Extraction of the frequency moments of spectral densities from imaginary-time correlation function data
Tobias Dornheim, Damar Wicaksono, Juan E. Suarez-Cardona, P. Tolias, Maximilian Böhme, Zhandos A. Moldabekov, Michael Hecht, Jan Vorberger
Abstract
We introduce an exact framework to compute the positive frequency moments ${M}^{(\ensuremath{\alpha})}(\mathbf{q})=\ensuremath{\langle}{\ensuremath{\omega}}^{\ensuremath{\alpha}}\ensuremath{\rangle}$ of different dynamic properties from imaginary-time quantum Monte Carlo data.
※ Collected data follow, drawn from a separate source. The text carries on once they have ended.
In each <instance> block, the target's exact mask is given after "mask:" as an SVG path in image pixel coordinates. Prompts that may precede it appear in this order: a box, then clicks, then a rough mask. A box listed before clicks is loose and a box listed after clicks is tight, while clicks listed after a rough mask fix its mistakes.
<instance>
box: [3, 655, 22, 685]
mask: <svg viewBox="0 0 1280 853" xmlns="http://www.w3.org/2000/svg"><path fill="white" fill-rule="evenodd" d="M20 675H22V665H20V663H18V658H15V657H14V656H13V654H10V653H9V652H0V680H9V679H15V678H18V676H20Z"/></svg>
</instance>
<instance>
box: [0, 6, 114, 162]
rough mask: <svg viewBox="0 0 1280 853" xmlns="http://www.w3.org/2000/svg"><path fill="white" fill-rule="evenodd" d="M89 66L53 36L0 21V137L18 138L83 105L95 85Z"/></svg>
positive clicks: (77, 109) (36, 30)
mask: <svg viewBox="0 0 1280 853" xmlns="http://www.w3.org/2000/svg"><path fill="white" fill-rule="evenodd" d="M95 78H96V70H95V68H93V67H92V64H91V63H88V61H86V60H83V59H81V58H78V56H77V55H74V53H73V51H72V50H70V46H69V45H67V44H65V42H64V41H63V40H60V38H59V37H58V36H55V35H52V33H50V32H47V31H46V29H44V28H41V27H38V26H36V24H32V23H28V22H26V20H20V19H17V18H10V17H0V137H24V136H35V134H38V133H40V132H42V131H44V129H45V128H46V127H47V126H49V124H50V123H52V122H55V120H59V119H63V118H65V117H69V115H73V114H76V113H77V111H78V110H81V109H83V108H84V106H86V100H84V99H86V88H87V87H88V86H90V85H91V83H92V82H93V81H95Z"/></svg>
As a practical example, we obtain the first five moments of the dynamic structure factor $S(\mathbf{q},\ensuremath{\omega})$ of the uniform electron gas at the electronic Fermi temperature based on ab initio path integral Monte Carlo simulations. We find excellent agreement with known sum rules for $\ensuremath{\alpha}=1,3$, and present results for $\ensuremath{\alpha}=2,4,5$. Our idea can be straightforwardly generalized to other dynamic properties such as the single-particle spectral function $A(\mathbf{q},\ensuremath{\omega})$, and will be useful for a number of applications, including the study of ultracold atoms, exotic warm dense matter, and condensed matter systems.